Cellular reprogramming of human peripheral blood cells

Abstract

Breakthroughs in cell fate conversion have made it possible to generate large quantities of patient-specific cells for regenerative medicine. Due to multiple advantages of peripheral blood cells over fibroblasts from skin biopsy, the use of blood mononuclear cells (MNCs) instead of skin fibroblasts will expedite reprogramming research and broaden the application of reprogramming technology. This review discusses current progress and challenges of generating induced pluripotent stem cells (iPSCs) from peripheral blood MNCs and of in vitro and in vivo conversion of blood cells into cells of therapeutic value, such as mesenchymal stem cells, neural cells and hepatocytes. An optimized design of lentiviral vectors is necessary to achieve high reprogramming efficiency of peripheral blood cells. More recently, non-integrating vectors such as Sendai virus and episomal vectors have been successfully employed in generating integration-free iPSCs and somatic stem cells.

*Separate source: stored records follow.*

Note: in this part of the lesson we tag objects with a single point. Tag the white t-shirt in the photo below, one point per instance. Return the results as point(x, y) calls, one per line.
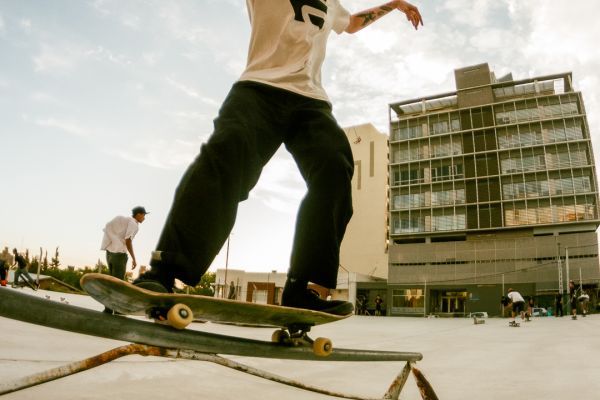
point(515, 297)
point(289, 40)
point(116, 232)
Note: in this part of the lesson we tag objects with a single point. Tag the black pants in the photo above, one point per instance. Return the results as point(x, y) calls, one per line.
point(253, 122)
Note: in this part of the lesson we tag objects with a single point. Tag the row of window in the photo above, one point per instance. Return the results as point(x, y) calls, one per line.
point(504, 114)
point(487, 166)
point(534, 113)
point(513, 137)
point(547, 215)
point(516, 162)
point(439, 198)
point(510, 191)
point(531, 189)
point(532, 134)
point(513, 216)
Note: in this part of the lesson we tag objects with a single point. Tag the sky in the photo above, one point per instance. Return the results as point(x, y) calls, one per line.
point(104, 103)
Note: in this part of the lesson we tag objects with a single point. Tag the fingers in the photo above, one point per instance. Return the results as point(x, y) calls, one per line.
point(415, 18)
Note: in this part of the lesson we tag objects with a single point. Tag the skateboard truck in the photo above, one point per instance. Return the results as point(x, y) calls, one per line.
point(297, 335)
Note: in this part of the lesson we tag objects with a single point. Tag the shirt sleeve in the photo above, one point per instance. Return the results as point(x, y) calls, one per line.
point(341, 17)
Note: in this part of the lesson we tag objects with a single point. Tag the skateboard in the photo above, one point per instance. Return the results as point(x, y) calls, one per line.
point(151, 339)
point(179, 310)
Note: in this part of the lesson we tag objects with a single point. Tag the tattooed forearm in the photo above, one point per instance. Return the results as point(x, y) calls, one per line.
point(372, 15)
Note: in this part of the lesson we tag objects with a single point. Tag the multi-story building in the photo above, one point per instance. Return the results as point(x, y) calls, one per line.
point(491, 186)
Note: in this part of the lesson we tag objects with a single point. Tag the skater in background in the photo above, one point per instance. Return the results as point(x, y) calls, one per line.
point(518, 305)
point(584, 300)
point(279, 99)
point(22, 272)
point(378, 304)
point(530, 305)
point(559, 308)
point(573, 299)
point(117, 241)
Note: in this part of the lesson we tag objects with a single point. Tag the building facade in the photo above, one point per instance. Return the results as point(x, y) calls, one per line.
point(491, 186)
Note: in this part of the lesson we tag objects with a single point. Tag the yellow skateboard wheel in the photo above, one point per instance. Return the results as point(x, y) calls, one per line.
point(180, 316)
point(322, 347)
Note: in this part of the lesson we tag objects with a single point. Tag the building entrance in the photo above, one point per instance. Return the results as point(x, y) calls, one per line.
point(452, 302)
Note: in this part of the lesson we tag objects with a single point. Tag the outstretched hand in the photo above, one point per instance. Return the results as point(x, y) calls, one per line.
point(412, 13)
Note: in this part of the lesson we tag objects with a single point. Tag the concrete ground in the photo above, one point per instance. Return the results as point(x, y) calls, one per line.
point(547, 358)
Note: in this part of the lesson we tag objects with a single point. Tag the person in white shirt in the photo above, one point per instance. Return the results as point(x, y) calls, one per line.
point(518, 304)
point(279, 99)
point(118, 241)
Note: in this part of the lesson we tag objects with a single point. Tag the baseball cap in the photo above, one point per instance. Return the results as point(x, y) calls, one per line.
point(139, 210)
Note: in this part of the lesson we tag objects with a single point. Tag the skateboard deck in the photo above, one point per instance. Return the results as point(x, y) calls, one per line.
point(179, 310)
point(27, 308)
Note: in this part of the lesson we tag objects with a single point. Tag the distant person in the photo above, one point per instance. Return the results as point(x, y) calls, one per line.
point(278, 100)
point(378, 304)
point(231, 294)
point(3, 271)
point(518, 305)
point(22, 272)
point(573, 299)
point(558, 304)
point(530, 305)
point(584, 299)
point(118, 241)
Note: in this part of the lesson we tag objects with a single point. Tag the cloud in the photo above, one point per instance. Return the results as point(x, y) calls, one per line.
point(159, 153)
point(280, 184)
point(70, 127)
point(52, 58)
point(191, 92)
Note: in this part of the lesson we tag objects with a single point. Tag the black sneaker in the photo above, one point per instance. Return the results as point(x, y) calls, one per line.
point(155, 282)
point(299, 296)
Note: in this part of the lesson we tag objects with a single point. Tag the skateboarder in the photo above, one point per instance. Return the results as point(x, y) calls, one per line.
point(573, 299)
point(278, 100)
point(558, 306)
point(22, 272)
point(378, 304)
point(118, 240)
point(518, 305)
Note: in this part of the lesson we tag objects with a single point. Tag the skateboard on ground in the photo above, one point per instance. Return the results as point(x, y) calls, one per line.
point(179, 310)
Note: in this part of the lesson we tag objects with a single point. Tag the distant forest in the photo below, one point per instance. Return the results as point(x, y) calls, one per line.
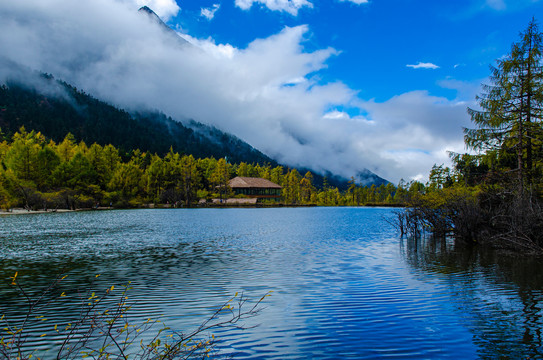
point(39, 173)
point(68, 110)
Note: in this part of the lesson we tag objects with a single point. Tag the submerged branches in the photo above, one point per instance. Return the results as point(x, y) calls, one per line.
point(105, 329)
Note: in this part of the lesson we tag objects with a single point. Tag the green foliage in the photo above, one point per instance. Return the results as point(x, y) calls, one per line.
point(104, 328)
point(40, 174)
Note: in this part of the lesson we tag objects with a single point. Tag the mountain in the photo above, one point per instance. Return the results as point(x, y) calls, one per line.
point(56, 108)
point(146, 11)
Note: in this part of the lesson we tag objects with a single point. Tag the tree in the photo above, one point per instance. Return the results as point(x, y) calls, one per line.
point(511, 107)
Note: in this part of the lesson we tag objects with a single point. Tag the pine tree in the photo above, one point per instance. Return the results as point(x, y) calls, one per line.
point(511, 107)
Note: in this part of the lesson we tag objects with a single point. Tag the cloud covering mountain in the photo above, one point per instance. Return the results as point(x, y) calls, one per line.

Keywords: Cell fate conversion; Hematopoietic cells; Induced pluripotent stem cells; Peripheral blood; Reprogramming.

Figure 1

Different lentiviral vector design leads to differential transgene expression levels A. The SFFV promoter is stronger than other commonly-used promoters in human hematopoietic cells. Human cord blood CD34⁺ cells were transduced with four GFP-expressing lentiviral vectors at the same multiplicity of infection (MOI). Expression of GFP was analyzed by flow cytometry at 3 days after transduction. The backbone of the lentiviral vector was described in detail previously . SFFV, long-terminal repeat from spleen focus-forming virus; CAG, CMV immediate-early enhancer/chicken β-actin promoter; EF1, elongation factor 1α; PGK, phosphoglycerate kinase 1; GFP, green fluorescent protein. B. Linking multiple genes with 2A is a better strategy than dual promoters for the expression of multiple genes. The expression of reprogramming factors OCT4, SOX2 and KLF4 was driven by the SFFV promoter. 293T cells were transduced with four lentiviral vectors at the same MOI. Expression of OCT4 was analyzed by intracellular staining and flow cytometry at 3 days after transduction. The linkage of multiple genes with 2A leads to decreased expression of each one (Lenti SFFV-OCT4 vs. Lenti SFFV-OCT4-2A-SOX2 vs. Lenti SFFV-OCT4-2A-SOX-2A-KLF4). The use of dual promoters considerably decreases the transgene expression compared to the vector design of a single promoter with 2A linkers (Lenti SFFV-OCT4-2A-SOX2-2A-KLF4 vs. Lenti SFFV-OCT4-2A-SOX2-PGK-KLF4). The data shown here are representative of three independent experiments with similar results.